If it weren't for over-thinking, I'd do no thinking at all!
Looking really great, giving me too many ideas, per usual!
If it weren't for over-thinking, I'd do no thinking at all!
I only mention this since you are doing such a neat wiring job you might care about doing it by the book. Your solder connections will likely be fine but according to ABYC standards you cannot use solder as the sole means of connection. You can crimp and then solder, but not just solder. The idea is that the soldered join will get brittle with the constant motion in a boat, so if you do solder after crimping you must support the joint.
11.14.5.7 Solder shall not be the sole means of mechanical connection in any circuit. If soldered, the
connection shall be so located or supported as to minimize flexing of the conductor where the solder
changes the flexible conductor into a solid conductor.

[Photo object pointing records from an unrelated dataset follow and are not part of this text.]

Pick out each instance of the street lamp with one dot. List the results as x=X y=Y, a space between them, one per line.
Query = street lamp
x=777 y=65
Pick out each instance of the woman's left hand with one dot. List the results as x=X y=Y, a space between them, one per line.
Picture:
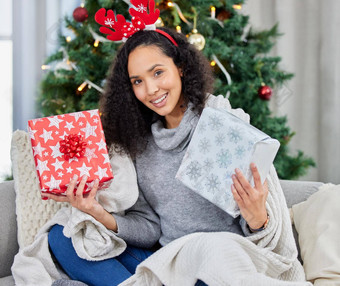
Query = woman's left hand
x=251 y=200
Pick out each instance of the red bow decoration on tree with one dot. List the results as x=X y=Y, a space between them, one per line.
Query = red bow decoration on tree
x=122 y=29
x=72 y=146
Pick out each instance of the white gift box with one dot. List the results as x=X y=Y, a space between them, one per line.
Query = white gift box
x=222 y=142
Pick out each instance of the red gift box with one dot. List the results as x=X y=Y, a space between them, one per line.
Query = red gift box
x=67 y=145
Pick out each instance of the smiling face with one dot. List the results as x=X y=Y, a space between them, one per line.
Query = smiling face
x=156 y=82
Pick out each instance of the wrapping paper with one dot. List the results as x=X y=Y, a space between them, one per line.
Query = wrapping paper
x=54 y=169
x=222 y=142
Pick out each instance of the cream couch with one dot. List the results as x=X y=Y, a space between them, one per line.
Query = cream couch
x=295 y=192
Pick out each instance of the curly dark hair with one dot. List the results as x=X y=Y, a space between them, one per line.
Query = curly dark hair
x=126 y=121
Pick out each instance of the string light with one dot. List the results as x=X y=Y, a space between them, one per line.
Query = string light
x=45 y=67
x=237 y=6
x=213 y=12
x=180 y=14
x=82 y=86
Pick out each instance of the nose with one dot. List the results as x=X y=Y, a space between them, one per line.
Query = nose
x=151 y=87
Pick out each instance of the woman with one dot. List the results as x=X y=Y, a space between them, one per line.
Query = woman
x=155 y=93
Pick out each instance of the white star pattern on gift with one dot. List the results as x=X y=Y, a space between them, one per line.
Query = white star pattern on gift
x=62 y=137
x=42 y=166
x=58 y=165
x=93 y=112
x=54 y=121
x=31 y=132
x=37 y=150
x=53 y=169
x=55 y=151
x=90 y=154
x=141 y=8
x=69 y=125
x=89 y=130
x=53 y=184
x=101 y=173
x=106 y=158
x=84 y=170
x=109 y=22
x=77 y=115
x=101 y=145
x=47 y=135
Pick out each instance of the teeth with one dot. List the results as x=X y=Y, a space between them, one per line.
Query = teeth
x=159 y=100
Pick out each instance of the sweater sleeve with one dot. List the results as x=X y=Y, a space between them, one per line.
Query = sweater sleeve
x=140 y=225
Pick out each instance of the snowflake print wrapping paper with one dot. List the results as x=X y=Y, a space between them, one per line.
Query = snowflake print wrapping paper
x=222 y=142
x=53 y=169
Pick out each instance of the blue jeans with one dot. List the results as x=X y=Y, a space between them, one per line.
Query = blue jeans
x=105 y=272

EXCEPTION: Battery lugs with a solder contact length of not less than 1.5 times the diameter of the
conductor.
NOTE: When a stranded conductor is soldered, the soldered portion of the conductor becomes a
solid strand conductor, and flexing can cause the conductor to break at the end of the solder joint
unless adequate additional support is provided.
No problem, you'll probably want a crimper made for the insulated connectors if you are doing more than a few to prevent tearing the heat shrink. I see some of the connectors very similar to the ones I linked come with a crimper for a good price. I don't have personal experience with them having the ancor crimper, but it might be a good way to start if you don't want to spend a lot.
Most ratcheting crimpers will have a small toggle to release midway so you can realign. Normally I think the intent is that if it opens again you know the crimp was tight enough.